Olive oil has been the staple fat in my diet for years now. It’s so versatile and great for its flavor as well as for its health benefits. When buying olive oil, it is best to look for extra-virgin which is highest in quality. It comes from the first pressing of olives and has been processed without heat so it retains much of its flavor and aroma. Much like wine, olive oil’s taste and color is impacted by the region in which it is grown, when it is harvested and how the it is processed. Look for oil that varies in shades of golden to green but never clear or white. When storing your oil it is best to keep in mind that light, heat and time are your worst enemies. Don’t keep your bottle of oil on top of the stove or on a counter top in a bright kitchen, and try to buy an amount that you’ll use within a few months. Keep this in mind while shopping and look for packaging and storage that is kind to olive oil (such as dark bottles or cans). You can also wrap your bottle of oil in aluminum foil to keep out light (probably sounds tacky but it’s effective).

Olive oil has a number of healthy benefits: it can help lower the LDL or “bad” cholesterol levels in your blood, thereby reducing your risk of heart disease and it also contains polyphenols, antioxidants that can help fight some types of cancer and reduce the signs of aging. But to achieve the potential heart-healthy benefits the FDA suggests replacing a similar amount of saturated fat with olive oil, not increasing your overall fat intake by adding olive oil to it. As a beauty product, olive oil has long been used as a moisturizer for skin, nails and hair.

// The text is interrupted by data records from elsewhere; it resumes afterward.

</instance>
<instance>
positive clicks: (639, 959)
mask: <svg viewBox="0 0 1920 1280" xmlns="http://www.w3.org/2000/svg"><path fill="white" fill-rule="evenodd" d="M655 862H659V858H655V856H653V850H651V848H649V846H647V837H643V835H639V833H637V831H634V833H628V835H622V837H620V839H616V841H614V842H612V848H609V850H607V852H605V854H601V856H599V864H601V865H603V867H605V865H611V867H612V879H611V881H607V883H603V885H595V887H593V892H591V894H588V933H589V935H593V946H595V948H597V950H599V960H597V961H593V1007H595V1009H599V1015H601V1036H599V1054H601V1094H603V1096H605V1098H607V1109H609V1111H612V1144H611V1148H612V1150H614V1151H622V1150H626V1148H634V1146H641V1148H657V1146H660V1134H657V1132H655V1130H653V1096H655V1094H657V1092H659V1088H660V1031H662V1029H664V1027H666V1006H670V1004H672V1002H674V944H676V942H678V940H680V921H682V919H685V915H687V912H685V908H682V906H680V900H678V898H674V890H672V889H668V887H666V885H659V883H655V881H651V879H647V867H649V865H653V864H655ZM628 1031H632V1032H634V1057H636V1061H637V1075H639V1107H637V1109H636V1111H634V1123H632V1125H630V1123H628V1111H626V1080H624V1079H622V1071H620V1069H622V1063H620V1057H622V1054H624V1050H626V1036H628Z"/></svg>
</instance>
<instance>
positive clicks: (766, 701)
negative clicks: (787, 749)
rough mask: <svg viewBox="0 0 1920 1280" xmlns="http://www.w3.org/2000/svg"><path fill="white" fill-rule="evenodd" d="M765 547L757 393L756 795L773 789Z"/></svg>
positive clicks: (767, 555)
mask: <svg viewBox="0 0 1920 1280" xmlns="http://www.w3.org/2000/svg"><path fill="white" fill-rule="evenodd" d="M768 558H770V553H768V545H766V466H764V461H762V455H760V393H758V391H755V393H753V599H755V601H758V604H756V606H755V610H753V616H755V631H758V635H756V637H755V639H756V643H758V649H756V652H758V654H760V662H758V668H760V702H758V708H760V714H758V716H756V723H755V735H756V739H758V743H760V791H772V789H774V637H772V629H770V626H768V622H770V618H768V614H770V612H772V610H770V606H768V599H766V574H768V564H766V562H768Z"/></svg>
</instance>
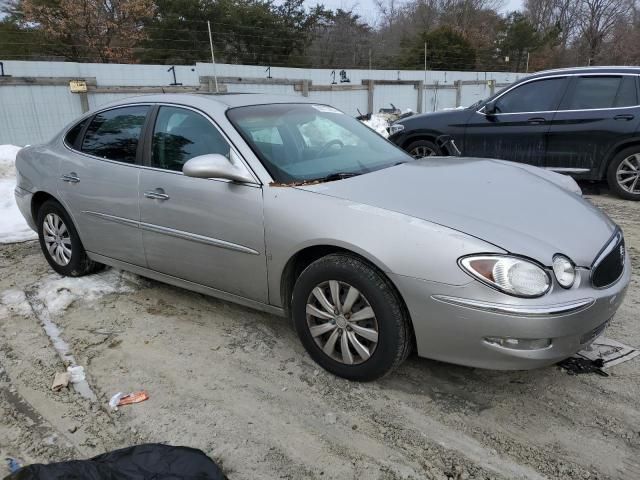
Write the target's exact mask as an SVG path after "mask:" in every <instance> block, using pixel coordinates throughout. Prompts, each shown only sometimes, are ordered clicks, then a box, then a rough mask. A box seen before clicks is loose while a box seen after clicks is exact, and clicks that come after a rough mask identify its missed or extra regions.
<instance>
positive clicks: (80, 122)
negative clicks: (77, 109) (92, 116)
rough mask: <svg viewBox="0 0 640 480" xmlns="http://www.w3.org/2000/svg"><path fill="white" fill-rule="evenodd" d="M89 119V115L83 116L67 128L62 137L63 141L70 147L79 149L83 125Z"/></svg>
mask: <svg viewBox="0 0 640 480" xmlns="http://www.w3.org/2000/svg"><path fill="white" fill-rule="evenodd" d="M89 120H91V117H89V118H85V119H84V120H83V121H81V122H80V123H78V124H77V125H76V126H74V127H73V128H71V130H69V131H68V132H67V134H66V135H65V137H64V143H66V144H67V145H68V146H69V147H71V148H75V149H79V148H80V145H79V143H80V142H79V140H80V134H81V133H82V129H83V128H84V127H85V125H86V124H87V123H89Z"/></svg>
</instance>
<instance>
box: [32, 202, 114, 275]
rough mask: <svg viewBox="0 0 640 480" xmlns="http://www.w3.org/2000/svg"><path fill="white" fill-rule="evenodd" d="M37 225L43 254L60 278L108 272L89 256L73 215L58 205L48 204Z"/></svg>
mask: <svg viewBox="0 0 640 480" xmlns="http://www.w3.org/2000/svg"><path fill="white" fill-rule="evenodd" d="M37 221H38V237H39V239H40V247H41V248H42V253H43V254H44V257H45V258H46V259H47V262H49V265H51V268H53V269H54V270H55V271H56V272H58V273H59V274H60V275H65V276H68V277H80V276H82V275H87V274H90V273H94V272H97V271H98V270H101V269H102V268H104V265H102V264H101V263H97V262H94V261H93V260H91V259H90V258H89V257H88V256H87V253H86V252H85V250H84V247H83V246H82V242H81V241H80V237H79V236H78V232H77V231H76V229H75V227H74V225H73V222H72V221H71V218H70V217H69V214H67V212H66V211H65V209H64V208H63V207H62V205H60V204H59V203H58V202H56V201H55V200H47V201H46V202H44V203H43V204H42V206H41V207H40V209H39V210H38V220H37Z"/></svg>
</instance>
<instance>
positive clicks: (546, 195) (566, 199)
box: [298, 157, 616, 267]
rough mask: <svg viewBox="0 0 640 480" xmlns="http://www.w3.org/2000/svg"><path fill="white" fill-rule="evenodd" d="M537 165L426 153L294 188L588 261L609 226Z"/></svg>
mask: <svg viewBox="0 0 640 480" xmlns="http://www.w3.org/2000/svg"><path fill="white" fill-rule="evenodd" d="M536 171H537V172H538V173H539V174H538V173H536ZM542 172H544V171H543V170H541V169H532V168H526V169H525V168H521V166H519V165H517V164H510V163H509V162H504V161H498V160H489V159H480V158H451V157H449V158H444V157H443V158H433V157H432V158H429V159H424V160H416V161H411V162H407V163H404V164H401V165H397V166H395V167H391V168H387V169H383V170H378V171H376V172H372V173H368V174H365V175H360V176H357V177H352V178H347V179H344V180H339V181H334V182H327V183H322V184H316V185H306V186H302V187H298V188H301V189H303V190H306V191H309V192H314V193H318V194H322V195H328V196H331V197H336V198H340V199H344V200H349V201H353V202H357V203H360V204H366V205H371V206H374V207H378V208H383V209H386V210H389V211H393V212H397V213H402V214H405V215H409V216H412V217H415V218H420V219H422V220H426V221H430V222H433V223H437V224H439V225H443V226H446V227H449V228H452V229H455V230H458V231H461V232H463V233H466V234H468V235H472V236H474V237H477V238H480V239H482V240H484V241H487V242H489V243H492V244H494V245H495V246H497V247H500V248H502V249H504V250H506V251H508V252H511V253H513V254H518V255H524V256H527V257H530V258H533V259H535V260H537V261H539V262H541V263H543V264H544V265H547V266H549V265H551V262H552V258H553V255H554V254H556V253H562V254H564V255H567V256H568V257H569V258H571V259H572V260H573V261H574V262H575V263H576V265H578V266H583V267H588V266H590V265H591V264H592V262H593V260H594V259H595V257H596V256H597V254H598V253H599V252H600V250H601V249H602V247H603V246H604V245H605V243H606V242H607V240H608V239H609V238H611V236H612V235H613V233H614V231H615V228H616V226H615V224H614V223H613V222H612V221H611V220H610V219H609V217H607V216H606V215H605V214H604V213H602V212H601V211H600V210H599V209H598V208H596V207H594V206H593V205H591V204H590V203H589V202H588V201H586V200H584V199H583V198H582V197H580V196H579V195H577V194H575V193H572V192H570V191H569V190H567V189H566V188H563V187H561V186H560V185H558V184H557V183H556V182H554V181H553V179H554V177H553V176H550V175H548V173H549V172H544V174H542ZM550 178H551V180H550Z"/></svg>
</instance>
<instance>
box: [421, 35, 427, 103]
mask: <svg viewBox="0 0 640 480" xmlns="http://www.w3.org/2000/svg"><path fill="white" fill-rule="evenodd" d="M426 86H427V42H424V83H423V84H422V89H423V92H422V99H423V100H422V101H423V103H424V105H423V107H422V111H423V112H426V111H427V96H426V95H425V94H426V90H425V88H426Z"/></svg>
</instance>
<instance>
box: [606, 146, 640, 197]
mask: <svg viewBox="0 0 640 480" xmlns="http://www.w3.org/2000/svg"><path fill="white" fill-rule="evenodd" d="M607 183H608V184H609V188H610V189H611V190H612V191H613V192H615V193H616V195H618V196H619V197H622V198H625V199H627V200H640V146H635V147H630V148H627V149H625V150H622V151H621V152H620V153H618V154H617V155H616V156H615V157H614V158H613V160H611V164H609V169H608V171H607Z"/></svg>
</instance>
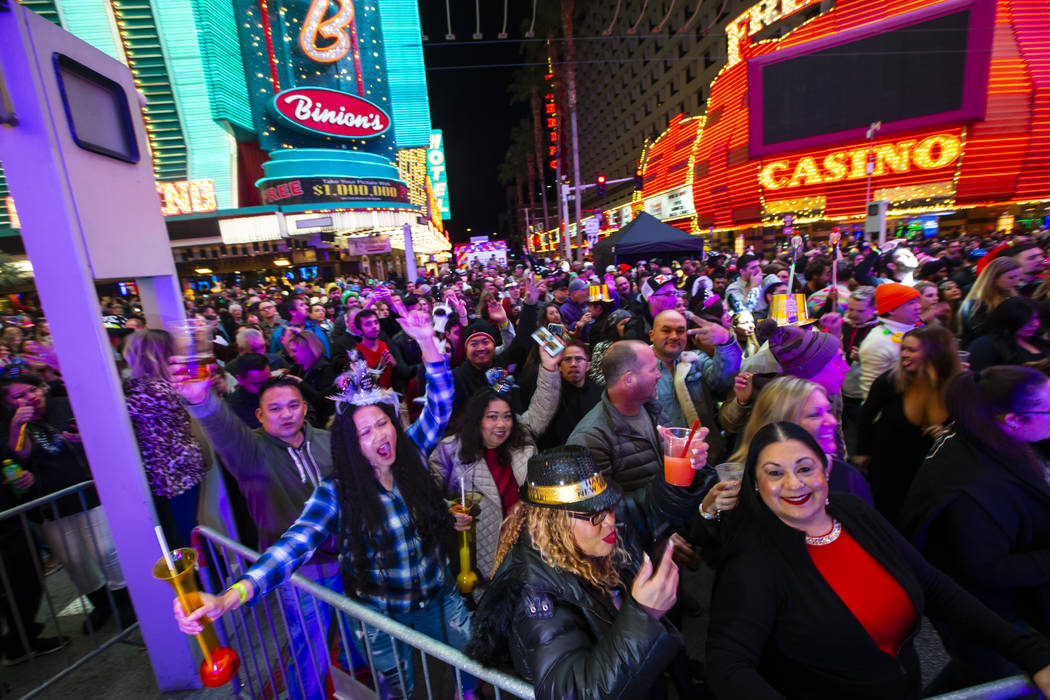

Grapeseed oil is extracted from the seeds of grapes and is a by-product of winemaking. Because of its neutral taste, grapeseed oil is often used in cooking because it will retain the flavor of the food. It is a good alternative to olive oil because it has a higher smoke point (the point at which the oil begins to smoke and releases harmful fumes and free radicals), has a neutral flavor and, like olive oil, has potential good-for-you benefits. It is safe for sautéing, stir-frying and baking.

Grapeseed oil also contains omega-6 fatty acid, which is broken down by the body into AA (arachadonic acid) and GLA (gamma linoleic acid). Because of linoleic acid’s potential health benefits related to cancer, cardiovascular disease and other disorders, as well as anti-inflammatory properties you will find grapeseed oil in many cosmetic products. A quick Internet search will deliver many testimonials to grapeseed oil’s multiple uses for skin issues such as eczema and acne.

When it comes to cooking, there is a variety of oils from which to choose, all for different reasons. Though research suggests that certain oils can provide some healthy benefits, I don’t think anyone would recommend increasing your intake of oil (fat) in the hopes of reaping those benefits (unless your diet is dangerously low in fat). But when you do use oil, it is a good idea to choose the healthiest options available. When I am pre-planning a meal, I try to think about types of fats, flavors, smoke points, etc. that will work best with my recipe and go from there.